Leur fugue et leur destin se croisent, entre rêve et réalité, le temps d’un nocturne fantasque où se tissent le désir d’amour et le désir de mort. Léonce et Lena finiront par se ranger à la place qui leur était assignée, en continuant à ignorer tout l’un de l’autre, ils se marieront… en effigie. Comme deux automates.

Comédie d’amour, oui. Mais les apparences sont trompeuses.
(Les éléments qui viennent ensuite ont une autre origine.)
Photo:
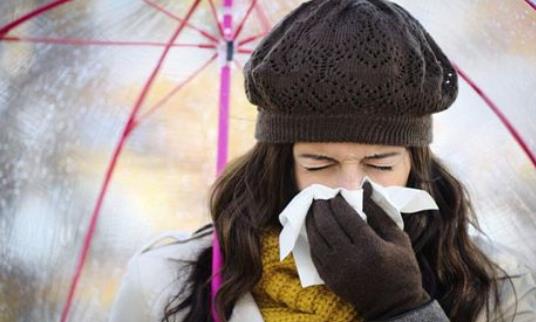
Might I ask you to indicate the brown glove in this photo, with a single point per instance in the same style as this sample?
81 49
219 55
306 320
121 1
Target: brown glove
372 265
Roi, prince et princesse constituent la réalité politique étriquée et oppressante de l’Allemagne de 1830 : « un Sahara dans les têtes et dans les cœurs ». Sous le masque de la comédie souriante, Büchner dénonce la comédie du pouvoir, le spectacle que la société se donne à elle-même, la représentation que ceux qui gouvernent voudraient faire prendre pour la réalité. Tréteaux où s’agitent des effigies pour jeu de massacre, des marionnettes au nez bleu azur !

Léonce et Lena n’est pas un conte de fées. Ou alors désenchanté, croqué au vitriol, hanté par la perspective de la folie. Un songe noir. Entre livres et scalpel.

Car à ces silhouettes dont l’efficacité de cible, la rapidité de trait et la vivacité rythmique de scherzo provoquent le rire, Büchner offre « un supplément d’âme » : rêveries, aphorismes paradoxaux, duos élégiaques ou burlesques, fusées poétiques - véritables cadences musicales qui, au-delà de la satire, confèrent aux personnages une profondeur, une vérité fragmentée, miroitante, bruissante d’échos dissonants.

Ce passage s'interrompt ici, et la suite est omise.